France | France, Cour administrative d'appel de Paris, 1ère chambre, 16 novembre 2017, 16PA02011


Vu la procédure suivante :

Procédure contentieuse antérieure :

M. C...D...a demandé au tribunal administratif de Paris d'annuler la décision du 29 avril 2015 par laquelle le garde des sceaux, ministre de la justice a rejeté sa demande de changement de son nom de famille en " Azzouni ".

Par un jugement n° 1510970 du 21 avril 2016, le tribunal administratif de Paris a rejeté sa demande.

Procédure devant la Cour :

Par une requête enregistrée le 22 juin 2016, M. C... D..., représenté par Me F..., demande à la Cour :

1°) d'annuler le jugement

n° 1510970 du 21 avril 2016 du tribunal administratif de Paris ;

2°) d'annuler la décision par l...

Vu la procédure suivante :

Procédure contentieuse antérieure :

M. C...D...a demandé au tribunal administratif de Paris d'annuler la décision du 29 avril 2015 par laquelle le garde des sceaux, ministre de la justice a rejeté sa demande de changement de son nom de famille en " Azzouni ".

Par un jugement n° 1510970 du 21 avril 2016, le tribunal administratif de Paris a rejeté sa demande.

Procédure devant la Cour :

Par une requête enregistrée le 22 juin 2016, M. C... D..., représenté par Me F..., demande à la Cour :

1°) d'annuler le jugement n° 1510970 du 21 avril 2016 du tribunal administratif de Paris ;

2°) d'annuler la décision par laquelle le garde des sceaux, ministre de la justice a rejeté sa demande de changement de son nom de famille ;

3°) de mettre à la charge de l'État le versement d'une somme de 2 200 euros en application de l'article L. 761-1 du code de justice administrative, ainsi que le remboursement des droits de plaidoirie institués par l'article L. 723-3 du code de la sécurité sociale.

Il soutient que :

- la décision est entachée de l'incompétence de son signataire qui ne disposait pas d'une délégation de signature régulière ;

- il justifie d'un intérêt légitime à changer de nom au sens de l'article 61 du code civile car son père et lui-même souhaitent que soit officialisée la réalité de leur affection par la substitution au nom de sa mère du nom de son père et il est enregistré à l'état civil algérien sous le nom de son père.

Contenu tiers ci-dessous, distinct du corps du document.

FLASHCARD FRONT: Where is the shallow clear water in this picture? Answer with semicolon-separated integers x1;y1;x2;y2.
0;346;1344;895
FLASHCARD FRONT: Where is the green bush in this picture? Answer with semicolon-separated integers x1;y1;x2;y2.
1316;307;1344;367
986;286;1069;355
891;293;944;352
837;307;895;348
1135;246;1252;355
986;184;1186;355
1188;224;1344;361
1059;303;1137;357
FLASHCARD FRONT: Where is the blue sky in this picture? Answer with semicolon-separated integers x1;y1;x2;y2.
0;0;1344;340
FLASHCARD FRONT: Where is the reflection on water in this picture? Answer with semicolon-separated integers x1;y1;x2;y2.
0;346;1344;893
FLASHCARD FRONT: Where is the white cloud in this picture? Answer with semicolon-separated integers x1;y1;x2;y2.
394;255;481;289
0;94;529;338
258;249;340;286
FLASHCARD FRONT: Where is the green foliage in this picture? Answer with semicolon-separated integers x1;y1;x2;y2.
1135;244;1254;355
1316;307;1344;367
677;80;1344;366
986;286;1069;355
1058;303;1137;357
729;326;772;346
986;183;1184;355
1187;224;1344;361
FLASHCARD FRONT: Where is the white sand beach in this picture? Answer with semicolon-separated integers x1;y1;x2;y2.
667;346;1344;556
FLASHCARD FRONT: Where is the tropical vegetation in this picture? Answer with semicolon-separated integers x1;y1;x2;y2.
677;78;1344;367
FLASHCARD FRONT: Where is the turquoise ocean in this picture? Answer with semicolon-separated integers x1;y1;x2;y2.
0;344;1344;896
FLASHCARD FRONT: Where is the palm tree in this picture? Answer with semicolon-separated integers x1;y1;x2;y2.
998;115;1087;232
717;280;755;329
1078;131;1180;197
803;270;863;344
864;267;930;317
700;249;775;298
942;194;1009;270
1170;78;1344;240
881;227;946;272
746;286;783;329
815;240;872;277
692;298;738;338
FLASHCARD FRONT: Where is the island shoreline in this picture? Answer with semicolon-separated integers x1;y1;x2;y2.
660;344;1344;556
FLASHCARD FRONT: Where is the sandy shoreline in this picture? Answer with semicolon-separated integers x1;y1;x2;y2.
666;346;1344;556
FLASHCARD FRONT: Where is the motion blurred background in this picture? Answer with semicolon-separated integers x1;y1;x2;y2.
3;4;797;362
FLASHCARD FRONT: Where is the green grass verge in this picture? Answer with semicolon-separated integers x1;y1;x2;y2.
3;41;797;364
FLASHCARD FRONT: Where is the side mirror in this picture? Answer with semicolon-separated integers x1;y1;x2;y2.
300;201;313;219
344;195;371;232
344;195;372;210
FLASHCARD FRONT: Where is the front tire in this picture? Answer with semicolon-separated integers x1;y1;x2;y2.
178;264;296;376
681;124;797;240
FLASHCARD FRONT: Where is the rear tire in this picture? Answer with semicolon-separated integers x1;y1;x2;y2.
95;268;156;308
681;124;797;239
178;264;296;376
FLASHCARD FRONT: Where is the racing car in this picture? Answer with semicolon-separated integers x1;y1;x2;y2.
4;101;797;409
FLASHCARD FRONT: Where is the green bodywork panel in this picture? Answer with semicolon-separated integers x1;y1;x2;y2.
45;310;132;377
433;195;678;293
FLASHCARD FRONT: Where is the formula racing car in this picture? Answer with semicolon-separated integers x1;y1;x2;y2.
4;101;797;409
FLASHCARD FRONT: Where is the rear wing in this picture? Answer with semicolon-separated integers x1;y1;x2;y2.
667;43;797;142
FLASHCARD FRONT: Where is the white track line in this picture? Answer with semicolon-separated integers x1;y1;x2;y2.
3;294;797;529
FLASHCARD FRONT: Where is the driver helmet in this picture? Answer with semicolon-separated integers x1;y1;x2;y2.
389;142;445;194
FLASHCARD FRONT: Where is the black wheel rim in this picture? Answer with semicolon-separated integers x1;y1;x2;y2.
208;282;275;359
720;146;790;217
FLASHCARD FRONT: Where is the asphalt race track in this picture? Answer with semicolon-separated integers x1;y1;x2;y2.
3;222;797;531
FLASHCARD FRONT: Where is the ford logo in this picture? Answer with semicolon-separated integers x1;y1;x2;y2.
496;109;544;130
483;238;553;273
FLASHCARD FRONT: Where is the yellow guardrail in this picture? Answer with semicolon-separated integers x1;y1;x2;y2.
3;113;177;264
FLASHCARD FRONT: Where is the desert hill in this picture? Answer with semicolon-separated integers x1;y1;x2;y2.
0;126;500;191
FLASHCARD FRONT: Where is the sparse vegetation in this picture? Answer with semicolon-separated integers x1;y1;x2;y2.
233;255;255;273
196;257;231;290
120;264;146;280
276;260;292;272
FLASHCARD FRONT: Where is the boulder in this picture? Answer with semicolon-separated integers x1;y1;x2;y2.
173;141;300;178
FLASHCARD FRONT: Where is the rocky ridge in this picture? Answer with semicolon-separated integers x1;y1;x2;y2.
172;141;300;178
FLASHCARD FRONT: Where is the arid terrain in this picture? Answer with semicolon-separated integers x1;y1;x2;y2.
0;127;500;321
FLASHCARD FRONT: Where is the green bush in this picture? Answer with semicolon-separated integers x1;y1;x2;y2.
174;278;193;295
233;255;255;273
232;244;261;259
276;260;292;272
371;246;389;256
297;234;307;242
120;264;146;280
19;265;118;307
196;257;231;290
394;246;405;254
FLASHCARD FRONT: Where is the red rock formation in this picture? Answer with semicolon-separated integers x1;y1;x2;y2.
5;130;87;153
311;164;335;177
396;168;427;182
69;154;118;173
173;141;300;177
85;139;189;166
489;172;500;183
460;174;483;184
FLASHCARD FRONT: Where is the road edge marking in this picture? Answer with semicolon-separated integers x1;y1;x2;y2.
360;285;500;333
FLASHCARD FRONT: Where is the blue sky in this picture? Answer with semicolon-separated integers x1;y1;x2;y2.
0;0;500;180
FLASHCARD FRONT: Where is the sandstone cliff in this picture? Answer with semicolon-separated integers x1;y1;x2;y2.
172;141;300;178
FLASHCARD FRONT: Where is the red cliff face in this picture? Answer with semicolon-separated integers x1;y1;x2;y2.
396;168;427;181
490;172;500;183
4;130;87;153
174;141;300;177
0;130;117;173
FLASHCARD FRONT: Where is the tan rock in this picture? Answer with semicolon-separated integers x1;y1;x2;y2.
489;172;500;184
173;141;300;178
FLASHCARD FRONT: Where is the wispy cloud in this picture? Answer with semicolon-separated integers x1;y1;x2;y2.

Le garde des sceaux, ministre de la justice, n'a pas produit de mémoire en défense malgré la mise en demeure qui lui a été adressée en application de l'article R. 612-3 du code de justice administrative et dont il a accusé réception le 30 mai 2017.

Vu les autres pièces du dossier.

Vu :

- le code civil ;

- le code de la sécurité sociale ;

- la loi n° 2016-1547 du 18 novembre 2016, notamment son article 57 ;

- le décret n° 2005-850 du 27 juillet 2005 ;

- le décret n° 2008-689 du 9 juillet 2008 ;

- l'arrêté du 15 février 1995 fixant la liste des audiences visées à l'article 2 du décret n° 95-161 du 15 février 1995 relatif aux droits de plaidoirie et à la contribution équivalente ;

- l'arrêté du 1er décembre 2014 fixant l'organisation en sous-directions de la direction des affaires civiles et du sceau ;

- l'arrêté du 1er décembre 2014 fixant l'organisation en bureaux de la direction des affaires civiles et du sceau ;

- le code de justice administrative.

Les parties ont été régulièrement averties du jour de l'audience.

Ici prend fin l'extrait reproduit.